Basarbovo Monastery (Басарбовски манастир) – the Monastery of Saint Dimitar Basarbowski – is a Bulgarian Orthodox cave monastery near the city of Ruse in north-eastern Bulgaria. It has the same name as the nearby village of Basarbovo and lies about 35 metres above the river Rusenski Lom, south of the Danube.
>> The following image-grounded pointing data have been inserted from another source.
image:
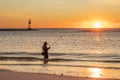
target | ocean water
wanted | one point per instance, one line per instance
(74, 52)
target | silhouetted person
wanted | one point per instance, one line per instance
(45, 50)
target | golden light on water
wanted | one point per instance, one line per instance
(95, 72)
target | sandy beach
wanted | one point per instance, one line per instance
(9, 75)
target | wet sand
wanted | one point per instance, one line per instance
(9, 75)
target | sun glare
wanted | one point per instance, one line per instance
(97, 25)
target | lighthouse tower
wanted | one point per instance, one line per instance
(29, 24)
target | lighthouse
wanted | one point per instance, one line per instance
(29, 24)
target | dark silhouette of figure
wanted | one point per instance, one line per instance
(45, 50)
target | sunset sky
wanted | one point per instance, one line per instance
(59, 13)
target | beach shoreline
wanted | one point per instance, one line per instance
(11, 75)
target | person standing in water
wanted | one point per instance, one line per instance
(45, 50)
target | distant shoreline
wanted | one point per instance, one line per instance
(79, 29)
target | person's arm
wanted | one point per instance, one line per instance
(48, 48)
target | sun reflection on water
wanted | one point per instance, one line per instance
(95, 72)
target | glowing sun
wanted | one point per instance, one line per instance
(97, 24)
Although founded during the Second Bulgarian Empire, the oldest written mention of the monastery dates back to the 15th century in an Ottoman tax register. The monastery became famous in the 17th century after the death of St. Dimitar Basarbovski, whom St Paisiy Hilendarski talks about in the book Istoriya Slavyanobolgarskaya. St. Dimitar Basarbovski was a shepherd and led an ascetic life in the rocks of the monastery. He died in 1685. He was buried in the village church, but during the Russo-Turkish War of 1768-1774, General Pyotr Saltykov agreed to transfer his relics to Russia. The road passed through Romania. At that time, that region was suffering through a plague epidemic. The legend tells that when the saint's relics entered Bucharest, people stopped dying from the plague. The residents of the town asked the General to leave the saint's body there. Today his relics are located in Bucharest in the St. St. Constantine and Elena Church. In 1937, Father Hrisant settled in Basarbovo Monastery and revived it. The monastery celebrates its patron on October 26, St. Dimitar's Day.

It is the only active cave monastery in the modern history of Bulgaria. It was named a historical landmark in 1978.